Blog #140~Home Chores and Your Special Needs Child

Blog #140~Home Chores and Your Special Needs Child

I was doing a little spring cleaning the other day.  I ran across a nice checklist of housekeeping activities to foster independence and build confidence.  My son, Nick is 22 years old and has Down syndrome and autism.  He takes great pride in doing his chores around the house.

Nick watering plants

One of Nick’s strengths is remembering where things go.  He does a great job unloading the dishwasher and putting the dishes away.  Other jobs he has are recycling, emptying the garbage cans, laundry.  He also assists with cooking along with his all time favorite, vacuuming!

Nick cooking

Here is the checklist of housekeeping activities:

Household chores checklist

I definitely see a few more on this list to add into Nick’s routine (except for #24).  Giving your child opportunities to help around the house is so important.  These jobs are the prerequisite which will lead to more independent living when they become young adults.  These skills may take longer to master.  With that in mind, it is helpful to use prompts.  Model the behavior, use hand over hand technique and visual icons/video modeling to help learn the sequence.  Set a regular routine where the chores would normally be done during the day and evening.

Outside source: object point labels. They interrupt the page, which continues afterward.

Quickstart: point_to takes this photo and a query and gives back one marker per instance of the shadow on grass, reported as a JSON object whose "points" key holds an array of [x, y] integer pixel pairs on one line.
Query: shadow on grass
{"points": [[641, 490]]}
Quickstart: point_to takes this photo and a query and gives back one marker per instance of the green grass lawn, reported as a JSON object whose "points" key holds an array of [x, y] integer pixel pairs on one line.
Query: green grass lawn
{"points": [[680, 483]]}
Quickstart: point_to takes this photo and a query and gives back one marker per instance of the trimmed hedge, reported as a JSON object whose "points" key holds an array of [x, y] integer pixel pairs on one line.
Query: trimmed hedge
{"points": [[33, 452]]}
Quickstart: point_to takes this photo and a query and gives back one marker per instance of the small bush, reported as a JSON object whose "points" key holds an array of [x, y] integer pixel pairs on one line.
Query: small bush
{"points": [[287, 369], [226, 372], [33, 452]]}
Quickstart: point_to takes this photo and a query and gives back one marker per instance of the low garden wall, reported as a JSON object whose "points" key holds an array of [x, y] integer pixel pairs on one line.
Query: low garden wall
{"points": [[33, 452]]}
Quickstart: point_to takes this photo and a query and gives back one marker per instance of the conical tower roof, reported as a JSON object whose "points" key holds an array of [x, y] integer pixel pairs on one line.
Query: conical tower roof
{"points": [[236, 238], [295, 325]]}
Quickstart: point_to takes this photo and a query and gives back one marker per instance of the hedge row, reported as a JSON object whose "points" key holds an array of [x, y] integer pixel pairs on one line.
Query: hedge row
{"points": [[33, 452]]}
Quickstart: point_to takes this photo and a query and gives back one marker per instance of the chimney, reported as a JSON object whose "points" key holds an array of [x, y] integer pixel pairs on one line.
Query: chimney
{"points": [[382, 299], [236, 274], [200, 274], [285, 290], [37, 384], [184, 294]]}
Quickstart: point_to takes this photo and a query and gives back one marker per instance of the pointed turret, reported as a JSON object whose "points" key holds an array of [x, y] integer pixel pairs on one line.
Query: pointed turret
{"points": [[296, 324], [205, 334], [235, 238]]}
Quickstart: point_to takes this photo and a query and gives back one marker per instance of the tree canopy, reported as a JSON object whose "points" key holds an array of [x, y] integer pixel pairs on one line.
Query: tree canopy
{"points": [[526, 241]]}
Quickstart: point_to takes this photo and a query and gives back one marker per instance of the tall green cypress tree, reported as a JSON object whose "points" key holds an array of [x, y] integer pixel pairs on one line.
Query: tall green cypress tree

Nick vacumming_Tabor Hills (3)

Nick is happy to help out and beams with pride when I say, “Good job big guy” (followed by an elbow bump)!  As adults, we all like to be complimented for doing a good job.  Our kids and adults with special needs are no exception.  Pick a household task and give it a try with your child; never set limits.  You’d be surprised at what they can accomplish, and help you out in the process.  That’s what is in my noggin this week.